We’ve imported two plotting libraries:

  • matplotlib: static plots

  • hvplot: interactive plots

We can make a quick matplotlib-based plot for the subsetted data using the .plot() function supplied by xarray.Dataset objects. For this example, we’ll select one day and plot it:

# simple matplotlilb plot
snd_CO_wy2018_ds.sel(time='2018-01-01').plot()
<matplotlib.collections.QuadMesh at 0x7f5058dc9760>
../../_images/1_exploring_lis_output_43_1.png

Similarly we can make an interactive plot using the hvplot accessor and specifying a quadmesh plot type:

# hvplot based map
snd_CO_wy2018_ds.sel(time='2018-01-01').hvplot.quadmesh(geo=True, rasterize=True, project=True,
                                                        xlabel='lon', ylabel='lat', cmap='viridis',
                                                        tiles='EsriImagery')

Pan, zoom, and scroll around the map. Hover over the LIS data to see the data values.

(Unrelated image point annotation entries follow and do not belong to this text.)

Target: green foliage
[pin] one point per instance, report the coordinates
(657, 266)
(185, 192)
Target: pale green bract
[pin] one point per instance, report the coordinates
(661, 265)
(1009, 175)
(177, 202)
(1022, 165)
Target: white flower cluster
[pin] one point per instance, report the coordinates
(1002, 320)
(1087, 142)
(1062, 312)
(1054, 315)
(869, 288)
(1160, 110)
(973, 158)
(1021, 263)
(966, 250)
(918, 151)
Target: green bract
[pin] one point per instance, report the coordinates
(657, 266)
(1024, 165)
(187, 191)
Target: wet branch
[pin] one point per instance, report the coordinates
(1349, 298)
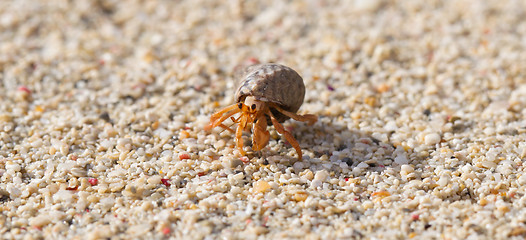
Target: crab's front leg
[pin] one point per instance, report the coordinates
(287, 135)
(218, 118)
(242, 123)
(260, 133)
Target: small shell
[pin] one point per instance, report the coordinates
(272, 83)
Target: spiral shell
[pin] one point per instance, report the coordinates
(272, 83)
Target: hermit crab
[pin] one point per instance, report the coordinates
(267, 94)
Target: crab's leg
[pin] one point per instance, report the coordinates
(226, 128)
(261, 135)
(310, 118)
(287, 135)
(217, 118)
(239, 135)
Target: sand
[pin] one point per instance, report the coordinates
(421, 131)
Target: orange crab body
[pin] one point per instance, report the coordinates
(266, 92)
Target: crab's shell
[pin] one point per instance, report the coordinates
(272, 83)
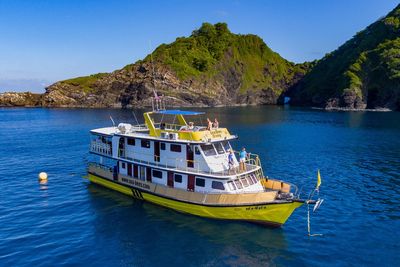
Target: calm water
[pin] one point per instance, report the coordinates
(72, 222)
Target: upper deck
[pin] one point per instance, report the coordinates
(173, 145)
(179, 131)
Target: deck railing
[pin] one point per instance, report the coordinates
(183, 164)
(101, 148)
(201, 197)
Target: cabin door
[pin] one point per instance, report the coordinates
(189, 156)
(170, 181)
(190, 182)
(156, 151)
(121, 147)
(129, 169)
(148, 174)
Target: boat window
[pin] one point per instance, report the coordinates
(238, 184)
(217, 185)
(200, 182)
(231, 186)
(254, 178)
(219, 148)
(226, 145)
(176, 148)
(208, 150)
(145, 143)
(131, 141)
(157, 174)
(244, 182)
(250, 180)
(178, 178)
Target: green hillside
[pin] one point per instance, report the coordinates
(363, 72)
(213, 49)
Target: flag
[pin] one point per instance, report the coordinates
(318, 180)
(156, 97)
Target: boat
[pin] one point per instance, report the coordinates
(190, 168)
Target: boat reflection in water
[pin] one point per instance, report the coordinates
(156, 228)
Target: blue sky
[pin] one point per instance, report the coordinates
(45, 41)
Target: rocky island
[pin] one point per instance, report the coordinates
(215, 67)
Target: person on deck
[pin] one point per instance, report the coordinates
(209, 124)
(216, 123)
(242, 159)
(230, 161)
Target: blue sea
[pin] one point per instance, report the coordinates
(70, 222)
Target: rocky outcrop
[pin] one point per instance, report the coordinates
(26, 99)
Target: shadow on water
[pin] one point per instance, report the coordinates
(224, 242)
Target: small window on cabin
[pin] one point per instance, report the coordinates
(226, 145)
(157, 174)
(244, 182)
(238, 184)
(250, 180)
(200, 182)
(217, 185)
(145, 143)
(208, 150)
(131, 141)
(176, 148)
(219, 148)
(231, 186)
(254, 178)
(178, 178)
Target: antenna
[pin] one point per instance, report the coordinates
(134, 115)
(157, 102)
(112, 121)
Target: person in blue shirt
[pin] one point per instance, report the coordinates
(230, 160)
(242, 159)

If we try to plot more than one time-step hvplot will also provide a time-slider we can use to scrub back and forth in time:

snd_CO_wy2018_ds.sel(time='2018-01').hvplot.quadmesh(geo=True, rasterize=True, project=True,
                             xlabel='lon', ylabel='lat', cmap='viridis',
                             tiles='EsriImagery')

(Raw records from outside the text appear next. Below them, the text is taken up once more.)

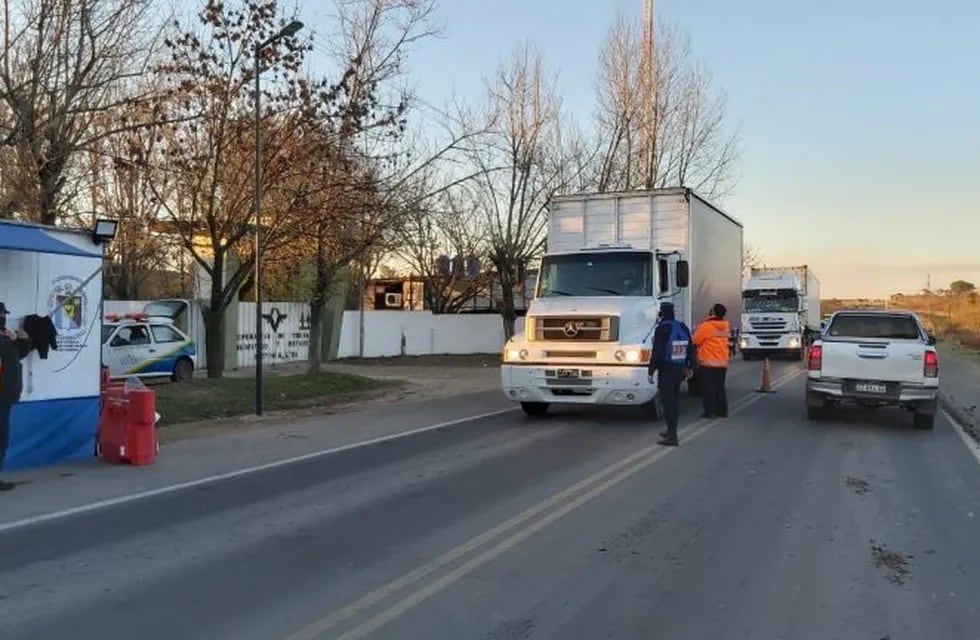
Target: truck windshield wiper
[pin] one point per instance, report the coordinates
(612, 291)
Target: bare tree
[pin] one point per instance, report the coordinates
(66, 67)
(208, 148)
(525, 159)
(123, 187)
(684, 141)
(444, 241)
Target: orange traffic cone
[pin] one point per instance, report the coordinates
(766, 386)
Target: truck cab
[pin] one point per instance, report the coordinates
(772, 322)
(588, 332)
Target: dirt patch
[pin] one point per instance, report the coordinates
(964, 415)
(446, 360)
(857, 485)
(407, 384)
(895, 565)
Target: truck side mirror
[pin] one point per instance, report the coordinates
(683, 274)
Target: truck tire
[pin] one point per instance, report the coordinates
(535, 408)
(924, 421)
(183, 370)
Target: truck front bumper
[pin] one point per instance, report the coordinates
(590, 384)
(753, 344)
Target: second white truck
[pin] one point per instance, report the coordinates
(612, 259)
(780, 311)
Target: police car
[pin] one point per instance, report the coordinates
(137, 345)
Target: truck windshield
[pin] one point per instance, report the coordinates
(867, 325)
(771, 301)
(612, 273)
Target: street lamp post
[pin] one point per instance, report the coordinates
(288, 30)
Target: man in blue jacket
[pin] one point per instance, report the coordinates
(672, 360)
(13, 348)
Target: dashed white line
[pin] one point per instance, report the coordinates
(142, 495)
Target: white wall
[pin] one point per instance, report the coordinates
(121, 307)
(424, 333)
(286, 335)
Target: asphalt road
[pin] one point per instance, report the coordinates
(578, 526)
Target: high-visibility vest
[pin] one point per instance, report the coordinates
(712, 340)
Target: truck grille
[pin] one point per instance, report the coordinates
(572, 328)
(768, 325)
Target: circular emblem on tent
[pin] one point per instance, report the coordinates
(69, 310)
(570, 329)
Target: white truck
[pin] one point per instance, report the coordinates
(780, 311)
(612, 258)
(874, 358)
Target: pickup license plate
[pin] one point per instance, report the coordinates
(870, 387)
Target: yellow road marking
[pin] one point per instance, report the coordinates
(619, 472)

From here on out we will stick with hvplot for plotting.

Timeseries Plots

We can generate a timeseries for a given grid cell by selecting and calling the plot function:

# define point to take timeseries (note: must be present in coordinates of dataset)
ts_lon, ts_lat = (-106.65, 40.25)

# plot timeseries (hvplot knows how to plot based on dataset's dimensionality!)
snd_CO_wy2018_ds.sel(lat=ts_lat, lon=ts_lon).hvplot(title=f'Snow Depth Timeseries @ Lon: {ts_lon}, Lat: {ts_lat}')

In the next section we’ll learn how to create a timeseries over a broader area.

Aggregation

We can perform aggregation operations on the dataset such as min(), max(), mean(), and sum() by specifying the dimensions along which to perform the calculation.

For example we can calculate the mean and maximum snow depth at each grid cell over water year 2018 as follows:

# calculate the mean at each grid cell over the time dimension
mean_snd_CO_wy2018_ds = snd_CO_wy2018_ds.mean(dim='time')
max_snd_CO_wy2018_ds = snd_CO_wy2018_ds.max(dim='time')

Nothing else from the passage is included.